CalJunket

Monday, April 19, 2004

The latest chapter in the never-ending saga on Free trade

(As much as I hope a bombastic writing style may entice people to read what would otherwise be boring free-trade arguments, I will respect Orlando’s right not to have discussions about free-trade stray onto the subject of his own posterior. Let us never speak of it again.)

You and your friend want to go to Paris. After consulting the blue-prints to your ‘79 Camaro you posit that driving to Paris will only take two days and that it would be to your advantage to do so. Your friend inspects your actual Camaro and finds that it does not exactly measure up to the blue-prints. It’s gets two miles per gallon less than predicted. Content that he has shown the inapplicability of your theory of “Camaro-Paris Advantage” he suggests that you give each other piggie-back rides to Paris and that he gets to be on top first. You spend the next two days happily driving to Paris with another friend.

Almost no theory perfectly applies to real life. This is as true in the field of auto-mechanics as it is in economics. But just because a theory doesn’t apply perfectly doesn’t mean it doesn’t apply at all. Recently, our protectionist friend Orlando gracefully dropped a lot of his crazy-talk concerning free-trade to enlighten us with some insights into the theory of comparative advantage. Having finally taken the time to learn about it, Orlando proclaimed that though it is a sound theory, it does not apply to real life because it makes the following unfulfilled assumptions:

“Goods are assumed homogeneous (identical) across firms and countries. Labor is homogeneous within a country but heterogeneous (non-identical) across countries. Goods can be transported costlessly between countries. Labor can be reallocated costlessly between industries within a country but cannot move between countries. Labor is always fully employed. Production technology differences across industries and across countries and are reflected in labor productivity parameters. The labor and goods markets are assumed to be perfectly competitive in both countries. Firms are assumed to maximize profit while consumers (workers) are assumed to maximize utility.”


While Orlando could probably pick anyone of these to nit-pick (since when has Labor ever been fully employed?) he decides to go with these two;

  1. Labor can be reallocated costlessly between industries within a country but cannot move between countries.
  2. Production technology differences across industries and across countries and are reflected in labor productivity parameters.


Orlando is right to observe that these assumptions are not completely fulfilled in real life. He is wrong however, to assume that this proves free-trade isn’t beneficial. Let us look at them one at a time:

Labor can be reallocated costlessly between industries within a country but cannot move between countries.

The second half of this statement is generally true. The first part however, is a fair observation. Labor cannot be relocated costlessly. In fact, every time an industry moves in from overseas or gets created or reinforced, actual real-life people have to leave their old jobs, retrain, send out resumes, and start all over again. What this means to the theory of CA is that the price or relocating labor must be factored into the amount generated by allowing increased trade.

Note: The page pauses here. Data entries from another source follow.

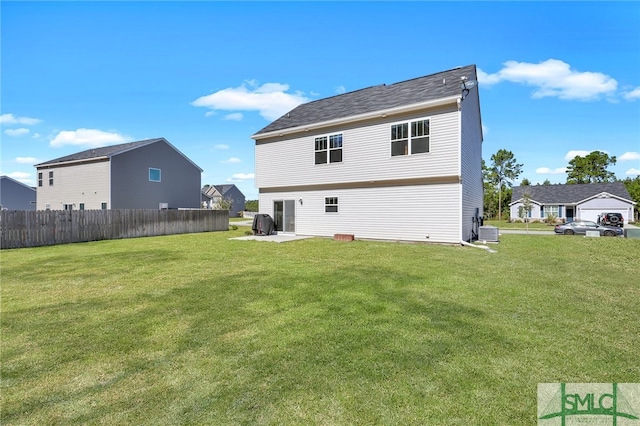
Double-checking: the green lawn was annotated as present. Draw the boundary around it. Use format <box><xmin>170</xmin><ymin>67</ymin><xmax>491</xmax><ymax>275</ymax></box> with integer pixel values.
<box><xmin>484</xmin><ymin>219</ymin><xmax>553</xmax><ymax>231</ymax></box>
<box><xmin>0</xmin><ymin>231</ymin><xmax>640</xmax><ymax>425</ymax></box>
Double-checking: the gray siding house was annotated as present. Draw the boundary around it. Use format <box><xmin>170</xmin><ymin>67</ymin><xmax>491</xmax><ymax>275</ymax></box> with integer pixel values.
<box><xmin>252</xmin><ymin>65</ymin><xmax>483</xmax><ymax>243</ymax></box>
<box><xmin>202</xmin><ymin>184</ymin><xmax>245</xmax><ymax>217</ymax></box>
<box><xmin>509</xmin><ymin>182</ymin><xmax>636</xmax><ymax>223</ymax></box>
<box><xmin>0</xmin><ymin>176</ymin><xmax>36</xmax><ymax>210</ymax></box>
<box><xmin>35</xmin><ymin>138</ymin><xmax>202</xmax><ymax>210</ymax></box>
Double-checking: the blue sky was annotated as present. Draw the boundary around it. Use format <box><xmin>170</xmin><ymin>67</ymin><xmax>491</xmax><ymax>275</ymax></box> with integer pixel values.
<box><xmin>0</xmin><ymin>1</ymin><xmax>640</xmax><ymax>199</ymax></box>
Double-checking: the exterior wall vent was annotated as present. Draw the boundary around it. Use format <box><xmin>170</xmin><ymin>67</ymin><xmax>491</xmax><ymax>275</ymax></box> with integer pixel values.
<box><xmin>478</xmin><ymin>226</ymin><xmax>498</xmax><ymax>242</ymax></box>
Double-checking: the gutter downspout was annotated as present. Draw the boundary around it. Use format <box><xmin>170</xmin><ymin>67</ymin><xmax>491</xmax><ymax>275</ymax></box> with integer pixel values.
<box><xmin>460</xmin><ymin>241</ymin><xmax>497</xmax><ymax>253</ymax></box>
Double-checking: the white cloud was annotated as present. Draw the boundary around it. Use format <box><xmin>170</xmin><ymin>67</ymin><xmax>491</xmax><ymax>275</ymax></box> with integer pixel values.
<box><xmin>13</xmin><ymin>157</ymin><xmax>38</xmax><ymax>164</ymax></box>
<box><xmin>49</xmin><ymin>129</ymin><xmax>131</xmax><ymax>148</ymax></box>
<box><xmin>4</xmin><ymin>127</ymin><xmax>30</xmax><ymax>136</ymax></box>
<box><xmin>0</xmin><ymin>114</ymin><xmax>42</xmax><ymax>126</ymax></box>
<box><xmin>221</xmin><ymin>157</ymin><xmax>242</xmax><ymax>163</ymax></box>
<box><xmin>624</xmin><ymin>87</ymin><xmax>640</xmax><ymax>101</ymax></box>
<box><xmin>478</xmin><ymin>59</ymin><xmax>618</xmax><ymax>101</ymax></box>
<box><xmin>224</xmin><ymin>112</ymin><xmax>244</xmax><ymax>121</ymax></box>
<box><xmin>536</xmin><ymin>167</ymin><xmax>567</xmax><ymax>175</ymax></box>
<box><xmin>7</xmin><ymin>172</ymin><xmax>31</xmax><ymax>184</ymax></box>
<box><xmin>618</xmin><ymin>152</ymin><xmax>640</xmax><ymax>161</ymax></box>
<box><xmin>191</xmin><ymin>80</ymin><xmax>310</xmax><ymax>121</ymax></box>
<box><xmin>231</xmin><ymin>173</ymin><xmax>256</xmax><ymax>180</ymax></box>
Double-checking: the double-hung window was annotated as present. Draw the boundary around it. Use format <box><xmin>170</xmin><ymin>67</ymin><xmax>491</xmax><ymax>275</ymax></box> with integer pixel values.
<box><xmin>315</xmin><ymin>133</ymin><xmax>342</xmax><ymax>164</ymax></box>
<box><xmin>391</xmin><ymin>119</ymin><xmax>430</xmax><ymax>157</ymax></box>
<box><xmin>149</xmin><ymin>168</ymin><xmax>160</xmax><ymax>182</ymax></box>
<box><xmin>324</xmin><ymin>197</ymin><xmax>338</xmax><ymax>213</ymax></box>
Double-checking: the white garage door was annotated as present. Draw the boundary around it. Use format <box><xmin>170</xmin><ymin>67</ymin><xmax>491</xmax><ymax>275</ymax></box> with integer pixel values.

Orlando is suggesting that the one time costs of moving labor to new industries outweigh the reoccurring benefits of being able to specialize in you’re your country does best. Let us be clear here: labor movements due to free-trade are one time only because they occur only while a nation is opening up its markets. Yes, labor will never stop moving to new industries. But this is not due to free trade. This is due to new technologies opening up new fields and closing down old ones. I strongly believe that if the government is going to pursue free-trade policies, it should provide retraining and unemployment insurance to the people who will be relocated. Unlike Orlando, I don’t think that a one time cost can possibly outweigh the reoccurring benefits of relative specialization. Also, unlike Orlando, my political philosophy doesn’t make me averse to using government to help out those who through no fault of their own find themselves temporarily out of work.

The second randomly chosen assumption Orlando takes umbrage with is this one:

Production technology differences across industries and across countries and are reflected in labor productivity parameters.

Let’s pay close attention to what this does to the theory of CA. If the above is false the theory states that means of production and technology will flow across borders instead of goods and services. Basically, Orlando imagines that any given product can be produced in any given country for the exact same cost. This is the exact same kind of foolishness that lead Pat Buchanan to complain about having to buy South American roses in New Hampshire on Valentines day. Apparently, Orlando believes that North America can grow roses in winter just as well as South America.

Well then, what does the theory of CA predict will happen if Orlando is right? Well, since shipping things always cost money, and since nothing can be produced more efficiently abroad than right here, than no international trade happens at all. Again, here we see the lunacy of a person who has accepted a conclusion without thought and seeks to support it by any means necessary.

By now Orlando is back to not accepting the theory of CA. “Of course, International trade will occur.” He thinks to himself, “Even if Mexicans make everything as efficiently as we can their labor is so cheap they can undersell us.” But then, why would their labor be so cheap? Why not import technology and up productions to American levels? “Because their government is corrupt so their economy isn’t as well managed and they can’t make things as efficiently as we can.”

And the circle goes round and round.